Many of them are in Pench National Park, ‘real jungle with real Shere Khans’, according to the Madhya Pradesh tourist office. The park is situated between the districts of Chhindwara and Seoni, and it was in the latter where in 1831, a feral child like the one Kipling read about was found. Plus, the first sentence in the book talks about some hills, the Seeonee hills, a fictional but suspiciously similar name. With lush forests and huge expanses of grassland, Pench National Park has one of the highest herbivore populations in India. Covering a total area of 757 square kilometres, it’s remarkable mainly for its game reserve, where you can spot Bengal tigers, now an endangered species. It’s estimated that around 65 individuals live in the reserve. They share the area with hundreds of animals, including 285 types of birds and sloth bears like Baloo.


The tiger also reigns supreme in Bandhavgarh National Park. Along with Ranthambore National Park, it’s one of the best places in India to see them roaming free. But it’s not so easy to spot the exotic white tiger, even though this is it’s original home. None have been seen for more than 60 years. The last one, Mohan, was domesticated by the Maharajah when Bandhavgarh was still a private hunting ground.

Hill in  Bandhavgarh
Bandhavgarh National Park has the world's highest population of Bengal tigers.

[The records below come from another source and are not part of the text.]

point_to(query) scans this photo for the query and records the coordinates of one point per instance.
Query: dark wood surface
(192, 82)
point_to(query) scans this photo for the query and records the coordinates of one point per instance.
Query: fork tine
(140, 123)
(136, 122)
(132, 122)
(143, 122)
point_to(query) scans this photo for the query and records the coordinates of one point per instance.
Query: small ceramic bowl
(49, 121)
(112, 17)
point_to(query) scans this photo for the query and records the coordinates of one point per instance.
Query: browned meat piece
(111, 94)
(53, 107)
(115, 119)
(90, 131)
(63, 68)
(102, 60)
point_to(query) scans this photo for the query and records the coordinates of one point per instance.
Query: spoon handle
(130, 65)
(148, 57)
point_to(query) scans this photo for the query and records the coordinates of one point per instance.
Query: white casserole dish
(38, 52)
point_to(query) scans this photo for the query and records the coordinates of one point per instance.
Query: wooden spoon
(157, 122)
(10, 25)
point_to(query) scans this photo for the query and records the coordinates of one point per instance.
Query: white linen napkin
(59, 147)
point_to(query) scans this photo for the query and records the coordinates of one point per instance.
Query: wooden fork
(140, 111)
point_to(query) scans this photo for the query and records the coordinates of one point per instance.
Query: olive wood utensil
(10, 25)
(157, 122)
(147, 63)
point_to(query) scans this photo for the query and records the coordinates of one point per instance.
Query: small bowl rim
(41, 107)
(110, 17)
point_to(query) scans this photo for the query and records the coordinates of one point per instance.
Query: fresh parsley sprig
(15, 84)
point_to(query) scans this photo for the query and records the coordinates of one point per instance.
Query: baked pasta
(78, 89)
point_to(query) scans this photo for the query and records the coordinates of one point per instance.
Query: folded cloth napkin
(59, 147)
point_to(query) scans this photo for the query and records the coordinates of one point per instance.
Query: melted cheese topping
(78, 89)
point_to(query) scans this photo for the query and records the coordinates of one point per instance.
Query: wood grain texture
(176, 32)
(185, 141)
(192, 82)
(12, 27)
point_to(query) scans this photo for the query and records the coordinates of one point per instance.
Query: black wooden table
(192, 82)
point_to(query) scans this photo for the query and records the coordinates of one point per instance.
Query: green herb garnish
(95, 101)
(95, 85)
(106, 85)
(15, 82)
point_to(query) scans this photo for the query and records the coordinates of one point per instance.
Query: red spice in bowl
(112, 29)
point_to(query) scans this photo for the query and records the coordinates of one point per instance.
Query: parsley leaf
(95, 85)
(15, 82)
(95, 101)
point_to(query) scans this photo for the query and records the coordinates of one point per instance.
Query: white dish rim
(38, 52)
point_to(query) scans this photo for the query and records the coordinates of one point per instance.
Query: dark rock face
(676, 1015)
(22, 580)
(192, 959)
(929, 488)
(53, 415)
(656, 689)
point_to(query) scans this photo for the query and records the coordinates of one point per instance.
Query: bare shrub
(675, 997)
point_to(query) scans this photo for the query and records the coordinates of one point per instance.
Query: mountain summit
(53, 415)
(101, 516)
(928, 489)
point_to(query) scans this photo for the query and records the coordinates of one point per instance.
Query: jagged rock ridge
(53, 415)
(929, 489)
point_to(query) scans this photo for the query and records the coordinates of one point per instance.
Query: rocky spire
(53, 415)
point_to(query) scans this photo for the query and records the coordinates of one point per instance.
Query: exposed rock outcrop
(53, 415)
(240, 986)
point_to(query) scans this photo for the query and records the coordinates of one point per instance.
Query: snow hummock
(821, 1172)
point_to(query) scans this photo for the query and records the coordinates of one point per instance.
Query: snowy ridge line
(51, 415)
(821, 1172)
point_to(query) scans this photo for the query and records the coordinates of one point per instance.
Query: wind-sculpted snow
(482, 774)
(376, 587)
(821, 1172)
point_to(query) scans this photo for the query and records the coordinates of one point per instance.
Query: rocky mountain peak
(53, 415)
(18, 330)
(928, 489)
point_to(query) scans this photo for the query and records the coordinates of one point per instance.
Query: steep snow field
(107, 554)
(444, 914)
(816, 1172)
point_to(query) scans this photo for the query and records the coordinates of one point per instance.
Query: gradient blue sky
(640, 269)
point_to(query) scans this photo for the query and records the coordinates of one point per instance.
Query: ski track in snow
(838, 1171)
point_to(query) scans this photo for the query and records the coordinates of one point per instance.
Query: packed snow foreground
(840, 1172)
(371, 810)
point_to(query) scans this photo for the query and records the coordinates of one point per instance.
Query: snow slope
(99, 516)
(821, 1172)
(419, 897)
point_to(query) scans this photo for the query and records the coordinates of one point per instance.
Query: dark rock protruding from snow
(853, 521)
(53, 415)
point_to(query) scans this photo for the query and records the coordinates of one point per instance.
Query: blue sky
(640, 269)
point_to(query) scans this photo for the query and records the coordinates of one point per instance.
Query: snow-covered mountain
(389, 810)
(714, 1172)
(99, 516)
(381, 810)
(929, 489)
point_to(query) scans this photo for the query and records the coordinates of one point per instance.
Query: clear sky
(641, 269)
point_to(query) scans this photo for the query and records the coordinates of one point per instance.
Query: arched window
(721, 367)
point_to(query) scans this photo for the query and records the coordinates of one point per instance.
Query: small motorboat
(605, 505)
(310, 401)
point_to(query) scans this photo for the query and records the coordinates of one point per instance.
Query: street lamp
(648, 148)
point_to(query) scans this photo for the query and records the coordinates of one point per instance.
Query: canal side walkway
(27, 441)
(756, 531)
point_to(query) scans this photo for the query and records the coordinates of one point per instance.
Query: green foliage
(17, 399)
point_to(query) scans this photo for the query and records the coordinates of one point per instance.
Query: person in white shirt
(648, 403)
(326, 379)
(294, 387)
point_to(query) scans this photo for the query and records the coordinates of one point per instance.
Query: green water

Standing on top of a hill and surrounded by vegetation is Bandhavgarh fort, after which the park is named. It’s more than 2,000 years old and according to legend, it was a gift from Rama to his younger brother. Nature has regained control over the site and nowadays it’s home to several species of vulture. Kipling’s Lost City is inspired by this kind of abandoned building, although in ‘The Jungle Book’ it was the monkeys that made the ruins their hideout. The ‘Bandar-log’, as the author calls them, have changed their profile: in the Disney animated film their king was an orang-utan, which would be impossible, as you don’t find these apes in India. In the 2016 version, which was completely computer generated, King Louie was a Gigantopithecus, an extinct primate that lived in India, China and south-east Asia. A nod towards mingling science and fiction. Happy hunting!

Grey langur in Bandhavgarh
Bandhavgarh National Park is home to 80 species of mammals and up to 250 bird species.